A Levi Strauss case study says the Dockers Wellthread line marks the first time a company has woven sustainable design, environmental conservation and worker wellbeing into product development. The company says it will pass savings to consumers in the form of a 30 percent lower price on Wellthread khakis.

Aiming to use durable materials, the Wellthread designers looked at clothing from Levi Strauss’s archives and made a pilot group of khakis, jackets and T-shirts, the company said. They reinforced the garments’ stress points, strengthened buttonholes and made the pockets more durable, according to Levi Strauss.

Suppliers worked with the Dockers supply team to cut water and energy use, which they achieved with a new garment-dyeing process that uses cold-water pigment dyes for tops and salt-free reactive dyes for pants and jackets, and order-based factory rather than mill dyeing, according to the company.

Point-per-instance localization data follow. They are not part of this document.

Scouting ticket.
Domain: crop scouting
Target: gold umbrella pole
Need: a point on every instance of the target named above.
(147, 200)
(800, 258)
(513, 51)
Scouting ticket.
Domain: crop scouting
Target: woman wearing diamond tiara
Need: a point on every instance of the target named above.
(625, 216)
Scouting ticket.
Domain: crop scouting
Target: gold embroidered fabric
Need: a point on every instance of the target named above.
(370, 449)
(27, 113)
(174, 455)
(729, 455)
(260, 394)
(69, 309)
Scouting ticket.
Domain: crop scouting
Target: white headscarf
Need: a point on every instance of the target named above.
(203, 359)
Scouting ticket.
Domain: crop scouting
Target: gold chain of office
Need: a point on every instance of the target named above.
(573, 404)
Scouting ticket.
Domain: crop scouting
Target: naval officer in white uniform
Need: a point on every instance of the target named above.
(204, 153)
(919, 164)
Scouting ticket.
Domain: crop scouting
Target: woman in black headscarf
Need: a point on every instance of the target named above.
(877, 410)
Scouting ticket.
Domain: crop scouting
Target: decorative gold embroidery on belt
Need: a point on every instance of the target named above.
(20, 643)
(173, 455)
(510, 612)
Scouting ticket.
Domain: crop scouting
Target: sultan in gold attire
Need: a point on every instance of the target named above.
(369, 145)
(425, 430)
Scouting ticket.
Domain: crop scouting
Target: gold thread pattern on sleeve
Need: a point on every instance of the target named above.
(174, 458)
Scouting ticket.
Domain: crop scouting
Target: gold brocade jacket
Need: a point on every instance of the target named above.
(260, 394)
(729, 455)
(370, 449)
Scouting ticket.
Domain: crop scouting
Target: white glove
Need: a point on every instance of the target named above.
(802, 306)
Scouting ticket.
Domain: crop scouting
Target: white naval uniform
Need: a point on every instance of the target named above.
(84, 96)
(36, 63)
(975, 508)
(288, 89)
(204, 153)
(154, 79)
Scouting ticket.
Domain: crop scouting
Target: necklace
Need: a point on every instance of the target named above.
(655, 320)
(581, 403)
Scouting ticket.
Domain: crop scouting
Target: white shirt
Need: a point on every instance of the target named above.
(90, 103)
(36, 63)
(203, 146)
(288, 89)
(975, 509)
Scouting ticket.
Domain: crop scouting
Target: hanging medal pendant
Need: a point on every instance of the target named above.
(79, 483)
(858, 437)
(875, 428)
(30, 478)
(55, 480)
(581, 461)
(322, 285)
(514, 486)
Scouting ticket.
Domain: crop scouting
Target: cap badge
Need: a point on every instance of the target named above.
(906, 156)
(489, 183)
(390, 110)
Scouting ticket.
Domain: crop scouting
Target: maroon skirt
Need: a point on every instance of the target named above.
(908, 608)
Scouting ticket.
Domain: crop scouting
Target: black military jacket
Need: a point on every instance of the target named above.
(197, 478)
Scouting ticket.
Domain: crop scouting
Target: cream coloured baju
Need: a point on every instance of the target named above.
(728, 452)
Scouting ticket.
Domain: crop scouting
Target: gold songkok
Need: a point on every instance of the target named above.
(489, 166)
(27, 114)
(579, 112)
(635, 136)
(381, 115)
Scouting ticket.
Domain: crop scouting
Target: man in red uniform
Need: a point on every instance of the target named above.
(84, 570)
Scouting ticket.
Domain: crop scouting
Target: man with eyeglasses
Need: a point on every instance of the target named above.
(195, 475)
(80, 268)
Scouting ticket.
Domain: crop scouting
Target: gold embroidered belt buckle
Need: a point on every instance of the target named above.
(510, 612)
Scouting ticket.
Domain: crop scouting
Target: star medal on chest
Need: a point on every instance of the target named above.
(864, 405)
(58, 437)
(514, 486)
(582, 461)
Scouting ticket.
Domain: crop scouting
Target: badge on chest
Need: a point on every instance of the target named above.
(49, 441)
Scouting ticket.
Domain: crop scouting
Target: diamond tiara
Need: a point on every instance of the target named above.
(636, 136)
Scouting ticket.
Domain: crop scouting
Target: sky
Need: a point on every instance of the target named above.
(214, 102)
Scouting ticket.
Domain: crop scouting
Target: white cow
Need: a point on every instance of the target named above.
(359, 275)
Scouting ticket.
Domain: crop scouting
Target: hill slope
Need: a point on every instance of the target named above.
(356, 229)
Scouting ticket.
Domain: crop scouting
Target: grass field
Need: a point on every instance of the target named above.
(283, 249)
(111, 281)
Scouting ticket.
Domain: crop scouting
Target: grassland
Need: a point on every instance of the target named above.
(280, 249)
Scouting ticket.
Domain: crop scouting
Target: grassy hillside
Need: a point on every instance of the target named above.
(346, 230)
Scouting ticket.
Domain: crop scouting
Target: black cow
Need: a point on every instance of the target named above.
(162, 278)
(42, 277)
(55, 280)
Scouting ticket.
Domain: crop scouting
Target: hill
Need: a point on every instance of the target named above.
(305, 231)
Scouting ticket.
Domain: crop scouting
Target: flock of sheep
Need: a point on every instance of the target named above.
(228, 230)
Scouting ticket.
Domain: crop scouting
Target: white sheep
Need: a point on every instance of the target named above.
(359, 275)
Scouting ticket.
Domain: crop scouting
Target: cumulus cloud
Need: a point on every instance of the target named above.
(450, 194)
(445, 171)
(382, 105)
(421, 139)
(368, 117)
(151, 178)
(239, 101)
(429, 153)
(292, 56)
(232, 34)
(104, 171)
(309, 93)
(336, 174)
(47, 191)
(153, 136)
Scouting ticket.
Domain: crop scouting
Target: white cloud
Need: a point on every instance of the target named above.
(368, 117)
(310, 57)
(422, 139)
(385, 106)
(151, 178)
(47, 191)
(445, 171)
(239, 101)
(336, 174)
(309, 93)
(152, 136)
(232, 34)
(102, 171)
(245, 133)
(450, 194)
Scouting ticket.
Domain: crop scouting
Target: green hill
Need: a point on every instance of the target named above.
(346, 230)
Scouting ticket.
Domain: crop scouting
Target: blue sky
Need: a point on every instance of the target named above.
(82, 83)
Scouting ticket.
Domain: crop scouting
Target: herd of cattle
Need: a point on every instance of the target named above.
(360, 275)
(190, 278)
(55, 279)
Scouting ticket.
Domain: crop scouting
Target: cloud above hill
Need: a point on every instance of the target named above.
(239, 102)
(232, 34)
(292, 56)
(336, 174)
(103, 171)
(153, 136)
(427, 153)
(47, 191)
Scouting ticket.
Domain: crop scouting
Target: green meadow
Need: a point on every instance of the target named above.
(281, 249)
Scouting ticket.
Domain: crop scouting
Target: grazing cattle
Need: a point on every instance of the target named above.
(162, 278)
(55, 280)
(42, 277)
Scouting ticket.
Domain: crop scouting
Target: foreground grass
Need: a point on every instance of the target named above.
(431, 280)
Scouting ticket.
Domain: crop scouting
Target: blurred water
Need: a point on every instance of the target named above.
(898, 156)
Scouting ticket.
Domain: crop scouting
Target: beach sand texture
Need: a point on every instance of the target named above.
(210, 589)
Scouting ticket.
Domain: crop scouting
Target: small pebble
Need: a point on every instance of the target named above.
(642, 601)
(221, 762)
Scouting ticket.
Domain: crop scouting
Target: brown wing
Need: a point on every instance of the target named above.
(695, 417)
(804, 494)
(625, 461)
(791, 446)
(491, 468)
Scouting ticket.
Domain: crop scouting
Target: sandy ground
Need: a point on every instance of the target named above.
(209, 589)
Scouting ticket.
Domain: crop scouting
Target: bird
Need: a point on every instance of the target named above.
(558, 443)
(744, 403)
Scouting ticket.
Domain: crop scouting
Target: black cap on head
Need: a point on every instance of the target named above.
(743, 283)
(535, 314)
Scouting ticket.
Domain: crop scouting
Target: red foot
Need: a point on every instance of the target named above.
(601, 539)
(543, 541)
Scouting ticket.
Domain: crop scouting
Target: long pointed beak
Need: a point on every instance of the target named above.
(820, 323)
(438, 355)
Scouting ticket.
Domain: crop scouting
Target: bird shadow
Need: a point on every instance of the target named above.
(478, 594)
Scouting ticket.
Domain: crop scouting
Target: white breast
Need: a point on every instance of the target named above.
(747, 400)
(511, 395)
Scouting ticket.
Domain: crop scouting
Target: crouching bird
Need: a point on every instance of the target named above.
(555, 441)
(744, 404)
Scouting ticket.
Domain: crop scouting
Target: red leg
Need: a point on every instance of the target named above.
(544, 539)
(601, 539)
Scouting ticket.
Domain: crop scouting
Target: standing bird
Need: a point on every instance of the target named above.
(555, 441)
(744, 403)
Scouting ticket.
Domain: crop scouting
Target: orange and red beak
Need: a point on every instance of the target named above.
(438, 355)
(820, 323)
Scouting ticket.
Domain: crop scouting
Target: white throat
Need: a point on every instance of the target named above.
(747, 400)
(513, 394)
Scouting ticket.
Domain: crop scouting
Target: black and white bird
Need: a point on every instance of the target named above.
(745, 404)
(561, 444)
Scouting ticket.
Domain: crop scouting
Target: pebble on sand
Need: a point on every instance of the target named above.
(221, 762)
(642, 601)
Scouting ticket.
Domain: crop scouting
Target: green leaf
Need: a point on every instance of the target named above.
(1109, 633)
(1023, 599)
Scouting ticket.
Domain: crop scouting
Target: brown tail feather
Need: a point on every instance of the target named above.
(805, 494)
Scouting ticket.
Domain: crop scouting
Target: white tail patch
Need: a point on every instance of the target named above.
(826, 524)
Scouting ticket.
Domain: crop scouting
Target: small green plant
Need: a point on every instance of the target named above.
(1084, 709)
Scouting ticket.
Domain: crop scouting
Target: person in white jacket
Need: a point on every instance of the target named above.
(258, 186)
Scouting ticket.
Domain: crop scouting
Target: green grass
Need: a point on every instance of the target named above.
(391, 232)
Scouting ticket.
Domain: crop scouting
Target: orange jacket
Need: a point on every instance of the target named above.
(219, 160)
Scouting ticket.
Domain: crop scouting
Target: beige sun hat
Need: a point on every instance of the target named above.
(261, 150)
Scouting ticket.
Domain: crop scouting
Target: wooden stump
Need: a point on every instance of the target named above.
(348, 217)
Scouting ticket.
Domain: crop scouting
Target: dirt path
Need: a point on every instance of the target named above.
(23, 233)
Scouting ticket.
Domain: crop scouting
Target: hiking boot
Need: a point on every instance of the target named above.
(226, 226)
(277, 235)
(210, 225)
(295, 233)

Anticipating that fabric-recycling facilities eventually will become widely available, Levi Strauss also developed a long-staple yarn for its premium Wellthread twill. The pants design also includes a “locker loop” for line drying.

The Wellthread line with become available in the spring, and is being pursued on a relatively small scale now as the company researches how to extend the process to future Levi’s and Dockers collections.

The company already has a line of jeans made from recycled plastic bottles and another made using a lower water-usage process.

The Dockers Wellthread project originated with the Aspen Institute’s First Movers Fellowship program.